Details: One thing it means is some DNA samples got mixed up. Public Defender’s Office attorney Patrick Kent vows an independent probe. That’s a bright idea because “the theme we’ve seen from Baltimore City is they’re far more focused on media fallout than they are on getting the science right.” This whole episode should raise questions about Maryland’s Orwellian rush to take DNA samples from everyone arrested, whether ever charged and convicted. Will that be an instrument of justice or merely a prop for political show business?
Worst idea meets an even worse one
Running over mailboxes is a dumb enough crime, and so is advancing on someone with baseball bats. But firing a rifle in a residential area tops even those.

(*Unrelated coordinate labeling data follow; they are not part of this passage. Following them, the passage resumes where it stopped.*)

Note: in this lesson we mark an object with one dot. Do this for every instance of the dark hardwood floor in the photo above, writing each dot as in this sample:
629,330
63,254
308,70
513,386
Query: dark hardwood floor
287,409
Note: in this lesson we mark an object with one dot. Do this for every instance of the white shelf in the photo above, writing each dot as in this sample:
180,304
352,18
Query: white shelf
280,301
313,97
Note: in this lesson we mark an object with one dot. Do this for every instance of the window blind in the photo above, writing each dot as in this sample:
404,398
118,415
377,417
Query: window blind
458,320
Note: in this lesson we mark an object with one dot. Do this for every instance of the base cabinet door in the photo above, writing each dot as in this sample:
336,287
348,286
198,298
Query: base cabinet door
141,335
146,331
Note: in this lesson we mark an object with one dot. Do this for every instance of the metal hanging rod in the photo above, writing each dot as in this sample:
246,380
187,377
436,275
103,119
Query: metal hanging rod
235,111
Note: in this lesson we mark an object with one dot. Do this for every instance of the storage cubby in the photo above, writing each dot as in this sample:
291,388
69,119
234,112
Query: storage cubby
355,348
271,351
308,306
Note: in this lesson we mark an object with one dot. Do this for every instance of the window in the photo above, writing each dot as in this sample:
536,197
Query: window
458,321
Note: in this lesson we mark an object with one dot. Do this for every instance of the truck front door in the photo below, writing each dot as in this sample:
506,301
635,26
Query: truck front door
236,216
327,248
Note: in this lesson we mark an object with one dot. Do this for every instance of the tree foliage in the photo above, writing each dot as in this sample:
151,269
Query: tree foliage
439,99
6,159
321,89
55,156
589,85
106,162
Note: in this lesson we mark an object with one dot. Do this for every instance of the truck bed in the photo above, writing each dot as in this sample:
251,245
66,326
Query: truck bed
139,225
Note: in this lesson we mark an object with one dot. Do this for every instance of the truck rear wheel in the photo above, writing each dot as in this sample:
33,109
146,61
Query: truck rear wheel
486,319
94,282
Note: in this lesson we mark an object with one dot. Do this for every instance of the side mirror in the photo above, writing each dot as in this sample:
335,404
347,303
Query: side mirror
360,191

Details: Anne Arundel Police report they arrested three men after a routine pickup-truck-mailbox-smashing-bat/threatening-rifle-fire incident in Pasadena. They charged the two men in the truck and the irate homeowner with reckless endangerment because stupid’s not specifically against the law. Citizens may use deadly force to protect their homes when there is no alternative, but firing a rifle, which might kill up to a mile away, at a vehicle is not defense.
Training the fight out of a champion
Gary Russell Jr. lost his shot at Olympic medal when he collapsed after an individual workout.
Details: The Capitol Heights bantamweight was enduring a brutal training regimen to reach fighting weight when he went down for the count. His parents blame the U.S. Boxing training methods, which emphasize weightlifting and body fat trimmed to the point fighters have nothing left to lose. That can diminish the body’s fluid levels to dysfunctional levels. Down you go. Obviously, the U.S. Olympic Committee should review this method.